“You two were soulmates, I think.”
“Wow, insult me more, Farrow.”
“I don’t mean now!” She tosses her hands in the air. “I don’t know, everyone has this halo around them, and that first year, yours and Maddie’s matched before hers flickered out.”
“And what happened to mine?” I shield my eyes as the afternoon sun bears down on us. Beads of sweat form on my temple, and I regret the ink on my forearm that’s an ode to my former life, more so than usual. I should have moved to Alaska after everything. It’d be so much easier to keep it covered.
“It’s receded a bit. I mean, it’s still there, but it’s like it’s dormant. I don’t know. Sometimes I see it flare when she’s around, but not peacefully. It’s like it’s screaming in pain.”
“That would explain the terrible stomachache she always elicits.”
“It would, actually,” she says, pinching her lips between her index finger and thumb. “But today, it was like hers was malfunctioning, and there was a moment where you two were in sync again. You didn’t feel it?”
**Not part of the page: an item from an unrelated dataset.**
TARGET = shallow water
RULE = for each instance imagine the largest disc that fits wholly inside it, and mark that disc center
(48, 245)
My mind flashes back to the stacks and the sudden relentless tug to crash my lips onto Madeline’s and make her forget her name, even though I know better. Even though, as she said, she’s very taken.
I didn’t care.
For a second, all I could think about was how—I didn’t even want her to be mine. No, I skipped that step, and she just was.
Mine.
My hand to take care of. My person to kiss.
“Nah.” I shake my head. I need to get a grip. Jenny’s bizarre theories are adorable and harmless as long as I don’t buy into them, especially this one. “You had to be seeing stuff again.”
Jenny places her hands on her hips, raising a challenging brow at me. “Okay, now I know you felt something.”
“No way. I was saving your ass. That’s all.” I pick my lean up off the storefront and nudge her. “But seriously, Jenny. Whatever is going on with you and Connor, please quit it. I’d rather not be in close quarters with the Wicked Bitch of the West again.”
And notice me. Please.
Her cheeks flush, and she mutters something under her breath.
“I’m sorry. What was that?”
“But he’s my person. We match.” She scuffs her shoe along the concrete pavement.
My heart sinks. Connor’s everything I used to be, so to hear Jenny say shit like that, well, it fucking hurts. Because Jenny Farrow deserves the type of guy who would worship the ground she walks on.
Like me. Now.
The man who’s been dying to get out of the friend zone for years because I know everything that makes Jenny amazing.
Like her kindness and her drive to help others.
And how she can’t eat a piece of pizza without covering her face in the sauce. Every. Damn. Time.
Or how she’s the grump to my sunshine before coffee, but the minute that caffeine drip hits, she becomes the most radiant star in the solar system.
“No offense, Jenny, because I appreciate how you love all this fantasy stuff, but maybe it’s time to bury that aura thing. People like Madeline and Connor were made for each other, not us.” I open the front door of the toy store, Bailey’s Toy Chest, trying to hide my frown. Respectfully, the friend zone sucks ass sometimes. “Why don’t we get the toys?”
Inside, we’re accosted by upbeat Christmas music, bits of wrapping paper spewed across the store, an Elf on the Shelf creepily watching us, and way too many grumpy adults trying to find something the store doesn’t have.
I glance around, attempting to locate the store owner, Mr. Bailey, in the chaos. His eyes connect with mine, hovering by a display of stuffed animals, and he holds up his finger as if to say, “one minute.”
Suddenly, a dog hand puppet pops into my line of vision. “Believe in the aura, Seth. The aura is real,” it says in a mangled British accent. “Madeline Finch was your soulmate.”
“I thought we were dropping this,” I say, nuzzling the dog away from my face. “And your accent is terrible, by the way.”